The good news and bad news of future ACC scheduling
With Notre Dame set to join and most of the teams locked in due to the punitive exit fees, the ACC felt comfortable adjusting future basketball and football schedules. This is what it means to BC.
BC loses permanent rivals Miami and Virginia Tech in exchange for Notre Dame and Syracuse. The conference schedule will remain at 18 games and the other opponents will be a rotating mix of home and aways and one offs per season. BC will play every team at least once per year. From a marketing standpoint, gaining Notre Dame and Syracuse is very good news for BC basketball. Both are better programs and have more cache with our fanbase. From a basketball standpoint, our schedule just got tougher. While Miami and Virginia Tech have had the better of us in the past few years, traditionally neither is a basketball power. I was confident that once Donahue got the program back, we would dominate both. That is less likely to happen with our two new partners.
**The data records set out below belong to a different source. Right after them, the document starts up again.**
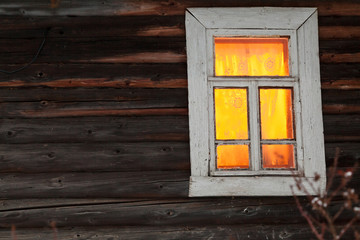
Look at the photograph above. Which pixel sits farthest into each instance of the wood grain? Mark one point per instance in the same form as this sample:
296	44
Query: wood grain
153	7
103	157
164	213
220	232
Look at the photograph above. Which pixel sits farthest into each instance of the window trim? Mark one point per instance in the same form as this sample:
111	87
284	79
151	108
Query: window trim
301	26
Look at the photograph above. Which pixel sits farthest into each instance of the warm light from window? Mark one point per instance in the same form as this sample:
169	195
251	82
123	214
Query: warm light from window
231	113
232	156
251	56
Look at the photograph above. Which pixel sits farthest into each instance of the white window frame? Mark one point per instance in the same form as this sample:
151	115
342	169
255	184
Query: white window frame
300	25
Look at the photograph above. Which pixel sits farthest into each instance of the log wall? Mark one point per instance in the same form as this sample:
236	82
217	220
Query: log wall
94	134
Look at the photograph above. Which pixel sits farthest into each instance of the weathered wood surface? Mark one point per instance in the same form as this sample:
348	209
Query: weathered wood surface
220	232
338	128
164	213
95	129
143	184
134	50
44	102
144	26
122	157
153	7
104	157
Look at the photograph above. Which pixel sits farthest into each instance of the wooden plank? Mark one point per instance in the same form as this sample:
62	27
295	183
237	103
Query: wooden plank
349	153
141	75
37	158
339	32
167	96
114	50
343	84
153	7
338	128
105	157
116	26
92	26
98	75
252	231
164	213
154	184
97	129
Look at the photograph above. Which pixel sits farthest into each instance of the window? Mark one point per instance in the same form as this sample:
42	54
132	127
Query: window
254	100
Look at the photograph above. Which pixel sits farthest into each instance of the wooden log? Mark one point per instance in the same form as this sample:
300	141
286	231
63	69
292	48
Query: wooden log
84	157
128	50
339	32
139	102
91	185
251	231
92	50
142	76
98	75
153	7
165	213
144	26
122	157
103	129
167	96
338	128
343	84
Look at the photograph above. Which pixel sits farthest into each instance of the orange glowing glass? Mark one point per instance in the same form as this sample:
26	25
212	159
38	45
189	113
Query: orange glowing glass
278	156
235	56
276	113
231	117
232	156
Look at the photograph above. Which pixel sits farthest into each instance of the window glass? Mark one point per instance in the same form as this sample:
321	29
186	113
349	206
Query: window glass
231	113
278	156
236	56
276	113
232	156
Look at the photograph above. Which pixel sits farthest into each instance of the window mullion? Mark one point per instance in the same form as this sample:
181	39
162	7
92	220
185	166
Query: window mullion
254	126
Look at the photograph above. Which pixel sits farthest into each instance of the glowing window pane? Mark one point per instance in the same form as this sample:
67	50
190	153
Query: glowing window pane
276	113
251	56
232	156
231	117
278	156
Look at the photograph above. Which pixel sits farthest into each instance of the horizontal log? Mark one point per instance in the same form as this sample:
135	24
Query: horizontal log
153	7
91	185
220	232
122	157
106	157
139	102
98	75
337	128
142	75
169	97
132	50
144	26
103	129
343	84
165	212
114	50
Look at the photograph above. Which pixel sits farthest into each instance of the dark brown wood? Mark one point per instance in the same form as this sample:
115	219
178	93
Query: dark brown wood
98	75
106	157
164	213
220	232
153	7
93	185
97	129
The ACC has decided not to pursue nine regular season conference games. The idea of nine games and five teams forced to play Notre Dame every year, crowded out many ACC schedules, especially if you have a permanent non-conference rival. I liked the idea of nine ACC games for BC. My hope was that it would add to the attractiveness of the schedule and help our Strength of Schedule rating. Now BC will have to find new opponents and potentially pay for lessor teams to come to us. I hope the new AD uses this new found schedule flexibility to find attractive partners for home and home series. The conference also announced that the divisions will not change and neither will the cross division rival. I was hoping a shift would allow us to ditch Virginia Tech or realign under old Big East and ACC divisions. Keeping the current alignments is less interesting but easier to execute.